Shell has placed a variety of biofuel bets as it conducts research and development into crude oil alternatives. It has invested heavily in ventures that produce ethanol from sugar cane in Brazil. Among the companies it has invested in are Codexis and Iogen.
With this move, Shell stressed it is looking to develop drop-in biofuel.
Drop-in biofuel is fuel that has the same properties as conventional fuel and doesn't require additional blending, storage or engine modifications. Ethanol blends require special ethanol-ready gas tanks as well as engine modifications.
In an article posted on Biofuels Digest on Tuesday, Editor Jim Lane speculated that Shell could make a further announcement about its plans for Virent technology this year or next year.
"Why build a pilot plant in Houston when Virent already has one in Madison? Focus and acceleration," Lane said. "Shell's seen something, and it wants control over the testing timelines and parameters."
In addition, Lane said, Virent isn't focused solely on transportation fuels. Recently, it announced it will work with The Coca-Cola Co. to develop chemicals from plants that can be used to make renewable plastic bottles.
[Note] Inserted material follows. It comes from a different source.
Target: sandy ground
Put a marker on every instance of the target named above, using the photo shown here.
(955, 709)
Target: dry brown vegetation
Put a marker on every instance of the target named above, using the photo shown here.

Virent has 117 employees, up from about 20 five years ago. The company has attracted $75 million in private investment as well as grants from several federal agencies.
The company is working on its first commercial-scale plant to produce gasoline and chemicals, scheduled to open in 2015, Virent chief executive Lee Edwards said in testimony before Congress last week.
The plant location has not been selected, but Virent projects it will create 50 permanent jobs and 200 temporary construction jobs.
Edwards testified that Virent's renewable fuels and products have the potential to replace more than 90% of the petroleum-based products that are made from a barrel of crude oil, unlike first generation biofuel, which is blended into gasoline or diesel.
"Technologies like Virent's mean that plentiful, plant-derived sugars have the potential to compete with petroleum as a source of energy," he said.